Figuration et non-figuration, représentation et non-représentation, la photographie est ici ombre d'elle-même. La couleur est elle-même une non-couleur. Les mots ne sont pas des paroles mais des placards de phrases, comme des signes de marquage, des incrustes de corps qui ont perdu leur relief, leur épaisseur, leur consistance, leur vitalité, leur identité.

En termes photographique, ce paradoxe de vie et de non vie est proposé comme une matrice : photographie en positif et à la fois photographie en négatif.

Ces figures fantomatiques d'adultes illustrent bien le processus de destruction qu'engendre le traumatisme de la maltraitance, et en particulier de l'abus sexuel, pendant l'enfance.

Le négatif au niveau psychologique comme au niveau photographique est la manifestation de ce qui n'a pas été révélé. C'est encore, non seulement au niveau individuel mais au niveau de la transmission psychique de génération en génération, ce qui n'a pas été métabolisé, qui n'a pas été symbolisé et qui continue à se propager, incrustes étranges et fantomatiques.

C'est un collage entre le temps de l'enfant et le temps de l'adulte. Un collapsus de la temporalité. Le dessèchement de l'adulte est un arrêt sur image de la croissance de l'enfant victime. L'adulte s'est retrouvé figé.

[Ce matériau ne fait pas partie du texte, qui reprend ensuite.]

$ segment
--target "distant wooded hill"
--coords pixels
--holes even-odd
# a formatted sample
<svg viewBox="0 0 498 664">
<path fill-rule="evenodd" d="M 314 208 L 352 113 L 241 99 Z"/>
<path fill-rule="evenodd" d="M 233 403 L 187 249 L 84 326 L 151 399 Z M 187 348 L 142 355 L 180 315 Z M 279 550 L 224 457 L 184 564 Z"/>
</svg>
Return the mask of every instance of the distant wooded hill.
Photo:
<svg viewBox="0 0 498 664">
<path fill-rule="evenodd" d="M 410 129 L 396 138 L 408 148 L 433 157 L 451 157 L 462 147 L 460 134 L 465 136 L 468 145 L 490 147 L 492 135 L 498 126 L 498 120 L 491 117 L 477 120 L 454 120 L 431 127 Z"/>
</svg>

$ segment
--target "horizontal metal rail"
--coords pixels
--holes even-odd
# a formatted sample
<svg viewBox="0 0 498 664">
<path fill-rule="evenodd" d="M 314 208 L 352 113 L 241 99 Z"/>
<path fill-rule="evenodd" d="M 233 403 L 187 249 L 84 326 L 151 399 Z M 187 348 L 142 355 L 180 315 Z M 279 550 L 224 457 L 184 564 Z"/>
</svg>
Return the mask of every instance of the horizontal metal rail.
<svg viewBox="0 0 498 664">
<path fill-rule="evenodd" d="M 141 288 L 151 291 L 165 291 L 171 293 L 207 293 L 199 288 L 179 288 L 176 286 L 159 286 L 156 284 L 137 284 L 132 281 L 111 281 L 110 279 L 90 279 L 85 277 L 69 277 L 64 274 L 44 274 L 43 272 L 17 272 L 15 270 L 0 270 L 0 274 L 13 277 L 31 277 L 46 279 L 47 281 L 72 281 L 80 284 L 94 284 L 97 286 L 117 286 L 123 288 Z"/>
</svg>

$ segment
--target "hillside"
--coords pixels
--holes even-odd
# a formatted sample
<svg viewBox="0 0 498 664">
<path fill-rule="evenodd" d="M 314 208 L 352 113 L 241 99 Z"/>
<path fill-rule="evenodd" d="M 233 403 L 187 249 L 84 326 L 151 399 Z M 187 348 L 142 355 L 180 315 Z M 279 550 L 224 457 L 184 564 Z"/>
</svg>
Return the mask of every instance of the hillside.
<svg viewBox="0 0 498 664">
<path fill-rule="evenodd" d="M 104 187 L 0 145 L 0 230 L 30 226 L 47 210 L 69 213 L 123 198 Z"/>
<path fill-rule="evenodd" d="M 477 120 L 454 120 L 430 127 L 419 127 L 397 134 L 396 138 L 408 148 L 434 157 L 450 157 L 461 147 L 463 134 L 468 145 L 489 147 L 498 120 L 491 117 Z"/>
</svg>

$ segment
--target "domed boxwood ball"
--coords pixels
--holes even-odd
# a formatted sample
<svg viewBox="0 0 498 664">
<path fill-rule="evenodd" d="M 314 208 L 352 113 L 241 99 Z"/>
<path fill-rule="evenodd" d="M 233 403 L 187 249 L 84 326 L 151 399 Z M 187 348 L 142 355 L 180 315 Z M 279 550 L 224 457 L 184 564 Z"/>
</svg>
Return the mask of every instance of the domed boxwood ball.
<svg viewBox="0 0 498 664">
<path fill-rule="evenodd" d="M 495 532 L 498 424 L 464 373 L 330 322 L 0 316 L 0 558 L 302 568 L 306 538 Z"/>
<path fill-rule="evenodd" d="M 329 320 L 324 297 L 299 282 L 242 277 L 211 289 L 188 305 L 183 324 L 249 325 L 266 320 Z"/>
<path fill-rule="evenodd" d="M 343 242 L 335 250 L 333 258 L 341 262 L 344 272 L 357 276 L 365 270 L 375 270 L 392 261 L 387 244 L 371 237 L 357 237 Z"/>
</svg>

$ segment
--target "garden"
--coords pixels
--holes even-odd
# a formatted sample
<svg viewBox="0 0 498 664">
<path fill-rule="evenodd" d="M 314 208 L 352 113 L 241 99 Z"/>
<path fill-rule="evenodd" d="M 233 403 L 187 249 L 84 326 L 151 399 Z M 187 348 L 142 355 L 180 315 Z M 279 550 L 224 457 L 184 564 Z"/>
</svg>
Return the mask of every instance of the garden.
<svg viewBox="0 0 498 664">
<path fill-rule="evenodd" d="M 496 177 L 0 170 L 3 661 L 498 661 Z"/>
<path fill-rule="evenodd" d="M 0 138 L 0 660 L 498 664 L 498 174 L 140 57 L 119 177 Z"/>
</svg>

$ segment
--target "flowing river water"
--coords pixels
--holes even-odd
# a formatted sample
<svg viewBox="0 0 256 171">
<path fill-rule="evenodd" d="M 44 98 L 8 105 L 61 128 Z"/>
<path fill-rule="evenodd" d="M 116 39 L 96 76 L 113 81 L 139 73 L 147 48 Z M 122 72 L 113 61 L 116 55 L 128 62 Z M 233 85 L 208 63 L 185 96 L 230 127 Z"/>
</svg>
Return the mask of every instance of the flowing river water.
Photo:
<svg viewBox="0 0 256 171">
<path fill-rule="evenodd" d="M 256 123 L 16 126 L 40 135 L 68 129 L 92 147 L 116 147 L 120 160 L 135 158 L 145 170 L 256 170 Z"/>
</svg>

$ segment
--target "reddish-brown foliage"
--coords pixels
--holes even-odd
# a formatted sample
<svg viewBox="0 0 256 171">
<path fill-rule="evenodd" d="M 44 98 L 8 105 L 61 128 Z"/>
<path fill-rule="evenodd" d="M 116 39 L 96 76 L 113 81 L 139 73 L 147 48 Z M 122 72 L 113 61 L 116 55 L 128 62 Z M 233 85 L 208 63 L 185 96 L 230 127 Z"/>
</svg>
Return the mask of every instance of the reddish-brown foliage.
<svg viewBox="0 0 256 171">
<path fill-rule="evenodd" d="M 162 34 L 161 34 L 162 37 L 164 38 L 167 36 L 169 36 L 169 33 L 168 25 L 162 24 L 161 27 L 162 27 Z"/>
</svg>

Un enfant victime d'abus sexuel est comme un fruit piqué sur l'arbre par la piqûre d'un insecte ou blessé par la morsure d'un oiseau prédateur. Il va y avoir une altération de sa maturation : le fruit alors se gâte intérieurement, en mûrissant trop vite pour ensuite se dessécher et tomber de l'arbre. Le traumatisme attaque le processus de croissance nécessaire à un développement harmonieux de l'enfant. Sa maturation affective, psychologique, sexuelle et social est détériorée.

Le traumatisme fait effraction dans le processus vital de croissance, c'est un excès d'excitation qui ne fait pas sens pour l'enfant ("confusion de langue entre l'adulte et l'enfant" S. FERENCZI ) et qu'il ne peut métaboliser.